I love to go out in late September
among the fat, overripe, icy, black blackberries
to eat blackberries for breakfast,
the stalks very prickly, a penalty
they earn for knowing the black art
of blackberry-making; and as I stand among them
lifting the stalks to my mouth, the ripest berries
fall almost unbidden to my tongue,
as words sometimes do, certain peculiar words
like strengths or squinched,
many-lettered, one-syllabled lumps,
which I squeeze, squinch open, and splurge well
in the silent, startled, icy, black language
of blackberry-eating in late September.

Jennifer L. Holberg

I am professor and chair of the Calvin University English department, where I have taught a range of courses in literature and composition since 1998. An Army brat, I have come to love my adopted hometown of Grand Rapids, Michigan. Along with my wonderful colleague, Jane Zwart, I am the co-director of the Calvin Center for Faith and Writing, which is the home of the Festival of Faith and Writing as well as a number of other exciting endeavors.
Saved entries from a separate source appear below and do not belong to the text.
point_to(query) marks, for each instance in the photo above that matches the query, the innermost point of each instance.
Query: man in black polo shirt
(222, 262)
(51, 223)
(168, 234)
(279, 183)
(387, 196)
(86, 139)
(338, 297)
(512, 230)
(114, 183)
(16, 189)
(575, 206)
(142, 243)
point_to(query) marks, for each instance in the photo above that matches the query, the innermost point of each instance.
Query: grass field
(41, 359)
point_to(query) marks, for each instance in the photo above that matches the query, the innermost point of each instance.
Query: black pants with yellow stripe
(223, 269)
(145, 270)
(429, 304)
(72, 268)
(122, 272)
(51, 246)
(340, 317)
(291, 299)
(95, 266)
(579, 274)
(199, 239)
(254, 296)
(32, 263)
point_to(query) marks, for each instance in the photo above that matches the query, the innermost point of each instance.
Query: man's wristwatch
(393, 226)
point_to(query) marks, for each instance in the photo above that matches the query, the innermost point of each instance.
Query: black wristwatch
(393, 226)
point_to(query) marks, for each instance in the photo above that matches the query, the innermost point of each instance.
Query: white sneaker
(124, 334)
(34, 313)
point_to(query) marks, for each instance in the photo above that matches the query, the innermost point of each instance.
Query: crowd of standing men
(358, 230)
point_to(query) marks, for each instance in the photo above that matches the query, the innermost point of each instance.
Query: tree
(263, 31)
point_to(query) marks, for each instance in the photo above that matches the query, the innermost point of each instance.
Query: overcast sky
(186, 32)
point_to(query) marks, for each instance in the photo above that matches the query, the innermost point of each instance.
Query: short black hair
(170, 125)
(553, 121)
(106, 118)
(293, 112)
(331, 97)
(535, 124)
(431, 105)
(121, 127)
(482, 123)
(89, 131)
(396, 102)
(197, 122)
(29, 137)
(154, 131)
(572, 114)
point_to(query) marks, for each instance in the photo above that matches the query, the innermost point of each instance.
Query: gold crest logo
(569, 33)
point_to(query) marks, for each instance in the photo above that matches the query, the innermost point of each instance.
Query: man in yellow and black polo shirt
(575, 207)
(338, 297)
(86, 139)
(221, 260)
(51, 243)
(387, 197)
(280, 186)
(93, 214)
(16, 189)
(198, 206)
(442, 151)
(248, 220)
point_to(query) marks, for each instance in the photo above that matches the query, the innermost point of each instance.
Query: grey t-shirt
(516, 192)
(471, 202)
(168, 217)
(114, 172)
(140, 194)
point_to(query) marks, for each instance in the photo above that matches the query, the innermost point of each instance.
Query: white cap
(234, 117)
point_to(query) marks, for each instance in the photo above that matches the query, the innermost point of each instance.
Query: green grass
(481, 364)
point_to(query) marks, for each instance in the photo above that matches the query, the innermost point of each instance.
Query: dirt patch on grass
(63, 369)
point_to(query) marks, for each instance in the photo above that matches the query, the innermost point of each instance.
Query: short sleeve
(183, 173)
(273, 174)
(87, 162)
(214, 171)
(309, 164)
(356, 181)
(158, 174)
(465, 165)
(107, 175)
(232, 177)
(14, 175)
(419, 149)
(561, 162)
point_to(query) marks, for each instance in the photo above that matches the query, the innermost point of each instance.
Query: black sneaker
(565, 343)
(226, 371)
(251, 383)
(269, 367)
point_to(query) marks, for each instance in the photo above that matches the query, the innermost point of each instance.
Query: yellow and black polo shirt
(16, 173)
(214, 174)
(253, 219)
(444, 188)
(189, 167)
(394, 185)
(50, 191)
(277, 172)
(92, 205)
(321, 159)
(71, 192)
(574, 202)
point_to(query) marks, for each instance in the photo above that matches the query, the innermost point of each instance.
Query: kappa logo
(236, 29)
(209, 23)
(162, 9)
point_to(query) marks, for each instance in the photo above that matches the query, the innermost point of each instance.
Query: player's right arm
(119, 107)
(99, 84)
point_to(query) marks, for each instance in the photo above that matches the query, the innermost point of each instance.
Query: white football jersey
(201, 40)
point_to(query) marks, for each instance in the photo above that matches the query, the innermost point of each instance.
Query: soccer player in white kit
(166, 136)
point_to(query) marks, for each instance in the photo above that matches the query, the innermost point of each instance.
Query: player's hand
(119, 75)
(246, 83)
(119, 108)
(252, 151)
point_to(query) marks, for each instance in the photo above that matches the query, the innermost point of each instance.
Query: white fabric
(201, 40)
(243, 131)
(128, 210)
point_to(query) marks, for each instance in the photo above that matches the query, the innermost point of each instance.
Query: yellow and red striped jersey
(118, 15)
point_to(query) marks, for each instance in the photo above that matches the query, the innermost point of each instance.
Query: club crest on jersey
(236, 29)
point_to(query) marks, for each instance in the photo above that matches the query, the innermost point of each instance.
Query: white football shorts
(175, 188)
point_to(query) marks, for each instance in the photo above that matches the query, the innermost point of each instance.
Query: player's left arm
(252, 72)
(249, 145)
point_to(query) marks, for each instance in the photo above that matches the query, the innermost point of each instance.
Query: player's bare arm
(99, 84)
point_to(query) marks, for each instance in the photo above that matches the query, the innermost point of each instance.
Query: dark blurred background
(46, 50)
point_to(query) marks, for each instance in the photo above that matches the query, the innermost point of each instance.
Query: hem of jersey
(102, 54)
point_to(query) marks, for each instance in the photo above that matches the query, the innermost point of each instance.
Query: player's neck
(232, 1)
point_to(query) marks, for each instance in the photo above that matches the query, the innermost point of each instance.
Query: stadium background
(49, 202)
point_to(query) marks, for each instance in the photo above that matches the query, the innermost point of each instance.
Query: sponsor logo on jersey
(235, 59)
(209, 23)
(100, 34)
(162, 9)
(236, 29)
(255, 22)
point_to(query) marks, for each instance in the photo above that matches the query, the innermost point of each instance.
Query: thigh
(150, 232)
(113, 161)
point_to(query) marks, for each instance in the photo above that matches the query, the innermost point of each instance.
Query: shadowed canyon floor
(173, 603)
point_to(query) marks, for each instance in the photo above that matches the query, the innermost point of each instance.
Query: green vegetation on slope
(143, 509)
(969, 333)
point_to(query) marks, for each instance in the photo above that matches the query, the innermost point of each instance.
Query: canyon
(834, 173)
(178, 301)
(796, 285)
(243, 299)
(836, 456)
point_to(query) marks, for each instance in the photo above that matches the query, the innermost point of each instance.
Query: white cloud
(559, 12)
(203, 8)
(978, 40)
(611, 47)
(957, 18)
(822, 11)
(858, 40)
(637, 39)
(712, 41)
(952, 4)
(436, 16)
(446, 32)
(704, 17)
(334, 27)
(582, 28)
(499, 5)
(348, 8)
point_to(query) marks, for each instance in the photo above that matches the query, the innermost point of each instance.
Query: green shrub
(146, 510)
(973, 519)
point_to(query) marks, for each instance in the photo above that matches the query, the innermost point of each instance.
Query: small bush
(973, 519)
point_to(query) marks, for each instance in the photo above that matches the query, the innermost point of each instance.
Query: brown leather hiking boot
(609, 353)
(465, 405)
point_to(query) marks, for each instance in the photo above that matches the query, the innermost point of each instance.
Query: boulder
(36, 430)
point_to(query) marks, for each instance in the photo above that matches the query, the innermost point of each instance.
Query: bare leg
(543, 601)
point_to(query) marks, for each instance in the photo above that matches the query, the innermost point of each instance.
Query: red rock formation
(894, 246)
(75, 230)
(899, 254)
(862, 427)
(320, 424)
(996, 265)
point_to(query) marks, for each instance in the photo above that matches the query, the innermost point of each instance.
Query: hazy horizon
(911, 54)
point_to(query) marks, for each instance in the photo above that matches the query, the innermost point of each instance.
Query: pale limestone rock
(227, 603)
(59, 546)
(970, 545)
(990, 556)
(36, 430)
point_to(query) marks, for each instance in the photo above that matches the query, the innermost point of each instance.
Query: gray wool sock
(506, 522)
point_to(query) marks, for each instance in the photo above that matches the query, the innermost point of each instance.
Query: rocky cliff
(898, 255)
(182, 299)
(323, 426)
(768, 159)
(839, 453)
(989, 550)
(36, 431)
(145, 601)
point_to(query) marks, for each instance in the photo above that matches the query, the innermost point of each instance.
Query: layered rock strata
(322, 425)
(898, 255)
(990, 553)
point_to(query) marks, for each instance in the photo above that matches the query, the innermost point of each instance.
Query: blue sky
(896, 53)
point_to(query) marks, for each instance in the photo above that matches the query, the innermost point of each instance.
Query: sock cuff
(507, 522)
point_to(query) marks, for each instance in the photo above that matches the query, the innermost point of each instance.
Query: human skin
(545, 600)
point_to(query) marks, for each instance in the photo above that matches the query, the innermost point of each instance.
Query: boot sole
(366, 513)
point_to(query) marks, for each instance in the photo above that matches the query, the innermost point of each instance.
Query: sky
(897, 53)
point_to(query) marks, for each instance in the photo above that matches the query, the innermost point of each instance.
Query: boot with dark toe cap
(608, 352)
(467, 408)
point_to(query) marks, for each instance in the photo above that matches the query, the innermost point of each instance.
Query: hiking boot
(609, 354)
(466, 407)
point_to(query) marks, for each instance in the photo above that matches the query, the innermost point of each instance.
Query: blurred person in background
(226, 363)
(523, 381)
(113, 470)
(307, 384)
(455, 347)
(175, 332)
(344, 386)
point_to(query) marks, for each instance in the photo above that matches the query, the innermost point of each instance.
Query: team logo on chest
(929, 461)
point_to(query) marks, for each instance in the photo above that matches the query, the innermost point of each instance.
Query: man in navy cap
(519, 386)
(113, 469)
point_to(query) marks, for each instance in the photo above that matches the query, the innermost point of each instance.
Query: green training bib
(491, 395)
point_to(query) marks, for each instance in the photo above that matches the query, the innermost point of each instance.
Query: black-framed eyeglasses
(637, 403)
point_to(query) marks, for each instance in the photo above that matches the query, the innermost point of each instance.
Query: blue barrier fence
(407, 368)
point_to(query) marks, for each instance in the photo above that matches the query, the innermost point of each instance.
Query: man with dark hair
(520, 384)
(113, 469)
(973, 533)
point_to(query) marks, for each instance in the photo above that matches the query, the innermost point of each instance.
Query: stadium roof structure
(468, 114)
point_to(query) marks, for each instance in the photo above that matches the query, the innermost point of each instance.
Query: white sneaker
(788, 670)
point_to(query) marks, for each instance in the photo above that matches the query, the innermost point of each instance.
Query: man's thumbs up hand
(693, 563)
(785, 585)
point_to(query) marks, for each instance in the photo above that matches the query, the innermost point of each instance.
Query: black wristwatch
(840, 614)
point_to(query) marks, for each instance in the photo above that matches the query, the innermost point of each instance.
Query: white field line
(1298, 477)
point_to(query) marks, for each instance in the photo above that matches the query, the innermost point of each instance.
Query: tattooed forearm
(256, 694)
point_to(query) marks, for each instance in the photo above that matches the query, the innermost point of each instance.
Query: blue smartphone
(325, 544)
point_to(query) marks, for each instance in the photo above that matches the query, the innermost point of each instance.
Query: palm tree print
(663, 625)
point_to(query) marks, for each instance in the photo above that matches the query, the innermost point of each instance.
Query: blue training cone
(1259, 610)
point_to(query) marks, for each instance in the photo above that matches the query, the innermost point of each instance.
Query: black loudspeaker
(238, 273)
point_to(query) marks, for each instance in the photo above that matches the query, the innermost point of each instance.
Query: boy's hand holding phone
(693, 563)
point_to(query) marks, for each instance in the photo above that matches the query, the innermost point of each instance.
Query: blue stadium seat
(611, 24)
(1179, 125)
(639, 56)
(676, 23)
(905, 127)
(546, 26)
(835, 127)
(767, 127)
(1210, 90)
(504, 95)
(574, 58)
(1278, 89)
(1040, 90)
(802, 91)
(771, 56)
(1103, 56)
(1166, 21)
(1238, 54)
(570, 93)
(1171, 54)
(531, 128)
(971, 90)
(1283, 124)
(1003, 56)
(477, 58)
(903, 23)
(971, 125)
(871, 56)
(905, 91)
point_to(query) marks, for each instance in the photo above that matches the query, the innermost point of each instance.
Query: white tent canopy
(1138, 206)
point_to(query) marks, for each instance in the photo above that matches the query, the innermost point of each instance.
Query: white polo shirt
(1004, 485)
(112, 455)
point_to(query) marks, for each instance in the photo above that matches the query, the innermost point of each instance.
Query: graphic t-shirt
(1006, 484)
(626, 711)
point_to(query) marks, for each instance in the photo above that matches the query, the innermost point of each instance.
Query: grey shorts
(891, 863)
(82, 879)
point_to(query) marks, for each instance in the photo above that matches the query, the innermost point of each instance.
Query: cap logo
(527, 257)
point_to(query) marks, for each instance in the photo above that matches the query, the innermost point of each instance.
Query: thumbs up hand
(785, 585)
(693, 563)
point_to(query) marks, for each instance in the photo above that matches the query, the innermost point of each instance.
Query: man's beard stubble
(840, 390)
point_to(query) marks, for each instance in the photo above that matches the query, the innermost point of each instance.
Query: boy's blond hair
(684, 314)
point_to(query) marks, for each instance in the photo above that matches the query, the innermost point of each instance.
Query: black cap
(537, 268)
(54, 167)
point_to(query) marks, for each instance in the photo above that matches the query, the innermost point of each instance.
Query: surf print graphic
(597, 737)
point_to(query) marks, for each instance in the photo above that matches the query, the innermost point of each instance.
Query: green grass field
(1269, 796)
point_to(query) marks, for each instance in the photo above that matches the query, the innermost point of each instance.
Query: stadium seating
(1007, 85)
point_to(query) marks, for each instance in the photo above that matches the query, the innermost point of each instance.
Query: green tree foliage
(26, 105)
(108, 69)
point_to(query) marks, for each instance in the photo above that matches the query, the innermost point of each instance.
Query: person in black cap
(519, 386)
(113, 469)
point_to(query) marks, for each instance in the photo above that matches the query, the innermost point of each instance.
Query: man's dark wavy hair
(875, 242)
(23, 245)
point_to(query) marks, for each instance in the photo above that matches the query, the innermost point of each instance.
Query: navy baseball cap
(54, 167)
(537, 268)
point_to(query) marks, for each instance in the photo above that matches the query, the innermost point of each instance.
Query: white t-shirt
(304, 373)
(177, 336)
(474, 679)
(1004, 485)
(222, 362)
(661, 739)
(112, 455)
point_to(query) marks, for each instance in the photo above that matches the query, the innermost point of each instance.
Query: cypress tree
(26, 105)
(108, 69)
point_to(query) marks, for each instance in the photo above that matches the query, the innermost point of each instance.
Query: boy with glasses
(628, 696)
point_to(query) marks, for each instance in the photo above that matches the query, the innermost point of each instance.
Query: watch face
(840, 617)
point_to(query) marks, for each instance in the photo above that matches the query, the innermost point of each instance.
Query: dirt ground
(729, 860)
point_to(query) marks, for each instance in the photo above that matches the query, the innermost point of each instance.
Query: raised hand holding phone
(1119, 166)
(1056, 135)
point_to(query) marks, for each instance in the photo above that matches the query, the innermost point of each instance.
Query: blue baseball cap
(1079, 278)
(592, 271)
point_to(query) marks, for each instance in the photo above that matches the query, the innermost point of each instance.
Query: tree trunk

Given my interest in teaching, I’m also the founding co-editor of the Duke University Press journal Pedagogy: Critical Approaches to Teaching Literature, Language, Composition and Culture. My book, Nourishing Narratives: The Power of Story to Shape Our Faith, was published in July 2023 by Intervarsity Press.

One Comment

  • Daniel J Meeter says:

    Like some of the sayings, not specific words, of the Lord Jesus in the Gospel of John chapters 7-8. Sharp, tart, sweet and stringent words for these late weeks of morning prayer in ordinary time. And just as rounded and elegant as the poem.